---
title: "Simulating data with cellmig"
author: "Simo Kitanovski (simo.kitanovski@uni-due.de)"
output:
  BiocStyle::html_document
vignette: >
  %\VignetteEncoding{UTF-8}
  %\VignetteIndexEntry{User manual: data simulation}
  %\VignetteEngine{knitr::rmarkdown}
editor_options: 
  markdown: 
    wrap: 72
---

```{r setup, include = FALSE, warning = FALSE}
knitr::opts_chunk$set(comment = FALSE, 
                      message = FALSE)
```

```{r}
library(cellmig)
library(ggplot2)
library(ggforce)
library(patchwork)
library(rstan)

ggplot2::theme_set(new = theme_bw(base_size = 10))
```

# Background

High-throughput cell migration assays generate complex, hierarchically
structured datasets with inherent technical noise and biological
variability. To accurately quantify treatment effects on cell migration
velocity, it is essential to account for these sources of variation and
to design experiments that provide sufficient statistical power. The
`r Biocpkg("cellmig")` R package implements a Bayesian hierarchical model 
for analyzing such data. See the "User manual" vignette to understand the
key functionalities of `r Biocpkg("cellmig")`.

Furthermore, `r Biocpkg("cellmig")` includes functionality for simulating
synthetic datasets.
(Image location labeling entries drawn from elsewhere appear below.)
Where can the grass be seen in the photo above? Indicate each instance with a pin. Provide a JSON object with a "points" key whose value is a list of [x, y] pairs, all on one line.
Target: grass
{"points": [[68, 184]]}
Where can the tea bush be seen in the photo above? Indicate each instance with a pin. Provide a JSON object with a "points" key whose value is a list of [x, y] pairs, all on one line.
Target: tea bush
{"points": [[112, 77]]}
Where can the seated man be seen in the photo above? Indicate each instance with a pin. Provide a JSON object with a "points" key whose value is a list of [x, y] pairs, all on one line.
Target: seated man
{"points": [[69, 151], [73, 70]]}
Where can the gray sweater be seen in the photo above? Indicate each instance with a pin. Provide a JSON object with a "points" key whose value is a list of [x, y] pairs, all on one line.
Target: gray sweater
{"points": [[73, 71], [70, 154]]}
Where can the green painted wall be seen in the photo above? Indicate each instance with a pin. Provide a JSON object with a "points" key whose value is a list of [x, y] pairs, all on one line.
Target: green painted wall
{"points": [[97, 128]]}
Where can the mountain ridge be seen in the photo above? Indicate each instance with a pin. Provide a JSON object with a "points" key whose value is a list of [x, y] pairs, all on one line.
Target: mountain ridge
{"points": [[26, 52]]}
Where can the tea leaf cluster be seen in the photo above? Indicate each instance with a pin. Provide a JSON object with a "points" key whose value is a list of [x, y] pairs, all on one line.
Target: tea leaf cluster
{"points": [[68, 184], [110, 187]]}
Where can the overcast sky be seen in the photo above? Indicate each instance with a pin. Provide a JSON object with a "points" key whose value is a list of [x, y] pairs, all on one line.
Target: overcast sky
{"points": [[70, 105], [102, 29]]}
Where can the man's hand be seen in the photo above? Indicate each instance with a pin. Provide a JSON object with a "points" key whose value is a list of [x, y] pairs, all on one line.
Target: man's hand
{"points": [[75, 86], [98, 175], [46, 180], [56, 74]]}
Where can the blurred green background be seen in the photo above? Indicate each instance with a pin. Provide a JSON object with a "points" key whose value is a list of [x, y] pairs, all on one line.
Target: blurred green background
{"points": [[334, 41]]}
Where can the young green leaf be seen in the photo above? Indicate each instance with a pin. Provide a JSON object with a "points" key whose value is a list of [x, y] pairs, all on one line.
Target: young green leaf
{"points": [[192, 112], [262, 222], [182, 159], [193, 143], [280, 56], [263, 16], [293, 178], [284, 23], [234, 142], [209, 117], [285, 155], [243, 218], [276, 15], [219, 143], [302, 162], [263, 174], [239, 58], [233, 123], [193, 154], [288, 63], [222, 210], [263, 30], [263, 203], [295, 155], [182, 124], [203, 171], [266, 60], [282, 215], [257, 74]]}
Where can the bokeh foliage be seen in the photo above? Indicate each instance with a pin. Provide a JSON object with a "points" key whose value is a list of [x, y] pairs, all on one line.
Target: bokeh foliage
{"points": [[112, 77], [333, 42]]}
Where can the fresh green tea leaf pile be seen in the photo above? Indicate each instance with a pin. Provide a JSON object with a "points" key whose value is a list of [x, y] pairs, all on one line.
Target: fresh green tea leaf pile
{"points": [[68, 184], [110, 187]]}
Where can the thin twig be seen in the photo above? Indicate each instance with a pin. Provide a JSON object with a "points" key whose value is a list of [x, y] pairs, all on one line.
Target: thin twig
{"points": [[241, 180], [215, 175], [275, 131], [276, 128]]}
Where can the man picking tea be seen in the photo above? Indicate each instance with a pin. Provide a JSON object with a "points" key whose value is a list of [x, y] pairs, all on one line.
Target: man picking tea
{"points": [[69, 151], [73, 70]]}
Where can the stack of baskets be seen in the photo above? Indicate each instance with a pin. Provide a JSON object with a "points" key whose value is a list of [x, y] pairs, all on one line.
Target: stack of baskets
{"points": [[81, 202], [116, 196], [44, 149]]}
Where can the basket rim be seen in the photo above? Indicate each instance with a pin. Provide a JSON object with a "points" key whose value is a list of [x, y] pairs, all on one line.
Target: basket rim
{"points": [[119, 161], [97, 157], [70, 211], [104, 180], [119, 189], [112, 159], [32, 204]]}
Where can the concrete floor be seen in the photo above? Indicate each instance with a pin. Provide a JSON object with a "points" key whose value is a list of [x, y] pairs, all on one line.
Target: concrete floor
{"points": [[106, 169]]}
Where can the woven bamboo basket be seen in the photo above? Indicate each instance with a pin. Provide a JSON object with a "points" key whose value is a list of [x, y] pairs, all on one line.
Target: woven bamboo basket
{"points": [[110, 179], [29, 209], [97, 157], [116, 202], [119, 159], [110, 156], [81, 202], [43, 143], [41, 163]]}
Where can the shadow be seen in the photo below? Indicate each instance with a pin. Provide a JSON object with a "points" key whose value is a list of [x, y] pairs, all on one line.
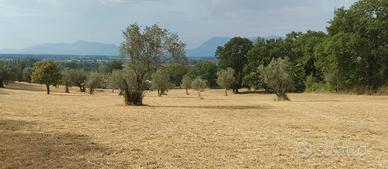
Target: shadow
{"points": [[312, 101], [214, 107], [4, 93], [22, 148], [255, 92]]}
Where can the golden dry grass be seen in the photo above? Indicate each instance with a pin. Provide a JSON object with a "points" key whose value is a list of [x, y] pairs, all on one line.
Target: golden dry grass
{"points": [[177, 131]]}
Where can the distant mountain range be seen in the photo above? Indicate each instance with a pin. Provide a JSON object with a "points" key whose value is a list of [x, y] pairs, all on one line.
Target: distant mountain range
{"points": [[76, 48], [207, 49]]}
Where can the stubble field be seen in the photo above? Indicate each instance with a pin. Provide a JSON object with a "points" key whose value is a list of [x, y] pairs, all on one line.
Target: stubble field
{"points": [[78, 130]]}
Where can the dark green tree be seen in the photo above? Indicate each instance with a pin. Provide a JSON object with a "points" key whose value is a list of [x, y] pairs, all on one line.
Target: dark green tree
{"points": [[66, 79], [78, 78], [146, 51], [176, 72], [27, 73], [46, 72], [226, 79], [278, 76], [93, 81], [234, 55], [206, 70]]}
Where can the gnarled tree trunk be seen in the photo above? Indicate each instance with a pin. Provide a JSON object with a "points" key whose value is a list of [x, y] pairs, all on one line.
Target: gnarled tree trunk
{"points": [[48, 89], [67, 89], [1, 83]]}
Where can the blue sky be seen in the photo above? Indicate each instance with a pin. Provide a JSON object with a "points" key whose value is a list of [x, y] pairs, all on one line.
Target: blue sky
{"points": [[29, 22]]}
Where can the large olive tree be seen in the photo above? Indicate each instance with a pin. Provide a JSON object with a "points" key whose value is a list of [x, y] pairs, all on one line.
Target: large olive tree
{"points": [[146, 51], [278, 76], [46, 72], [226, 79]]}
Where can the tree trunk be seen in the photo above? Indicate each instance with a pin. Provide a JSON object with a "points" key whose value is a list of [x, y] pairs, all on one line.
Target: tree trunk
{"points": [[1, 83], [282, 97], [67, 89], [48, 89], [133, 97], [91, 91], [82, 88]]}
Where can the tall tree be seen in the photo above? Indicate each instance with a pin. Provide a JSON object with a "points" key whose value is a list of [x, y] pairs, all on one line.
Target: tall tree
{"points": [[93, 81], [278, 76], [26, 75], [160, 81], [207, 70], [146, 51], [363, 25], [176, 72], [46, 72], [186, 83], [200, 85], [8, 72], [234, 55], [226, 79], [78, 78], [66, 79]]}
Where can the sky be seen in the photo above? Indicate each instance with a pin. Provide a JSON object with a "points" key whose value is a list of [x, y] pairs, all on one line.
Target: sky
{"points": [[25, 23]]}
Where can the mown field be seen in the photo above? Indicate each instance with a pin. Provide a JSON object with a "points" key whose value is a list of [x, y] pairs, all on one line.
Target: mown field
{"points": [[177, 131]]}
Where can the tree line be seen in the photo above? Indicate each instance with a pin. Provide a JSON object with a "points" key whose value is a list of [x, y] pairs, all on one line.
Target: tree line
{"points": [[351, 57]]}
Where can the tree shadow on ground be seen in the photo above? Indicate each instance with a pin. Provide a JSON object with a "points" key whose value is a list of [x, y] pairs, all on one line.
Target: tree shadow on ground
{"points": [[23, 148], [231, 107]]}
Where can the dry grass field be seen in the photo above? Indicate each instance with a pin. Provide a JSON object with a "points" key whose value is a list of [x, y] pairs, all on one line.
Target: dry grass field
{"points": [[177, 131]]}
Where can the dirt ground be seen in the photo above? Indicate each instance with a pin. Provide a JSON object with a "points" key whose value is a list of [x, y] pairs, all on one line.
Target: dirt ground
{"points": [[177, 131]]}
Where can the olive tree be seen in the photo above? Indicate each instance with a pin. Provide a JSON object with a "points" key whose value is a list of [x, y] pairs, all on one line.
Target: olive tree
{"points": [[78, 78], [278, 76], [46, 72], [146, 51], [114, 80], [93, 81], [26, 74], [226, 79], [200, 85], [66, 79], [160, 81], [186, 83], [7, 73]]}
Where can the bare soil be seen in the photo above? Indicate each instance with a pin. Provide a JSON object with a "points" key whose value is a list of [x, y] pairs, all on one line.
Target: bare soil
{"points": [[78, 130]]}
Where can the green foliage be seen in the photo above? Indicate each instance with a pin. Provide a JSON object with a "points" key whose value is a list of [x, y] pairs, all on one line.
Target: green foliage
{"points": [[186, 83], [26, 74], [94, 80], [278, 76], [46, 72], [226, 79], [176, 72], [356, 48], [109, 67], [66, 79], [200, 85], [207, 70], [146, 51], [8, 72], [78, 78], [115, 79], [160, 81], [309, 82], [234, 55]]}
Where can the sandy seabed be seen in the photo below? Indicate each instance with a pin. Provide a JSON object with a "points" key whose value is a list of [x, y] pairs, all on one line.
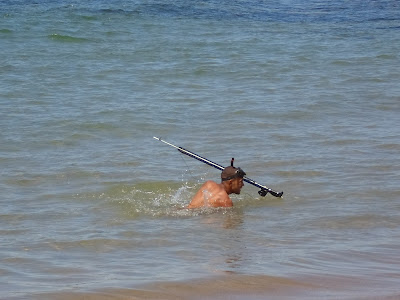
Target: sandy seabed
{"points": [[238, 287]]}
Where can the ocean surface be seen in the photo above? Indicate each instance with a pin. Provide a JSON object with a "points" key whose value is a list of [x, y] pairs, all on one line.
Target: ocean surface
{"points": [[305, 95]]}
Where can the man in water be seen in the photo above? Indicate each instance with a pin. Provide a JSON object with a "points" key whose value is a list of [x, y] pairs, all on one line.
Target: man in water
{"points": [[212, 194]]}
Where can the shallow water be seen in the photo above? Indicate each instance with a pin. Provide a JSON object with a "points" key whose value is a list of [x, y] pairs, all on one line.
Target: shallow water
{"points": [[304, 95]]}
These simulations are invaluable for experimental
planning, allowing researchers to assess how different experimental
designs (e.g., varying numbers of biological replicates, technical
replicates, or cells per well) affect the precision of treatment effect
estimates.

This vignette demonstrates how to use `r Biocpkg("cellmig")` to simulate 
cell migration data under a partially generative model. These functionalities
are documented in this vignette. In short, we simulate data based on 
realistic parameter values derived from experimental data and
then analyze the simulated data using `r Biocpkg("cellmig")` to recover the
parameters. This process validates the model and illustrates how
simulation can guide experimental design and power analysis.


# Installation
To install this package, start R (version "4.5") and enter:

```{r, eval=FALSE}
if (!require("BiocManager", quietly = TRUE))
    install.packages("BiocManager")

BiocManager::install("cellmig")
```

# Data simulation from **partially generative** model

We simulate data for an experiment with the following design:

-   Six biological replicates (plates), indexed by $p = 1, 2, \dots, 6$.

-   Three technical replicates (wells) per treatment per plate, indexed
    by $t = 1, 2, 3$.

-   30 cells per well.

-   Seven treatment groups ($t = \{1, \dots, 7\}$) with fixed effects
    $\delta_t = [-0.4, -0.2, -0.1, 0, 0.1, 0.2, 0.4]$.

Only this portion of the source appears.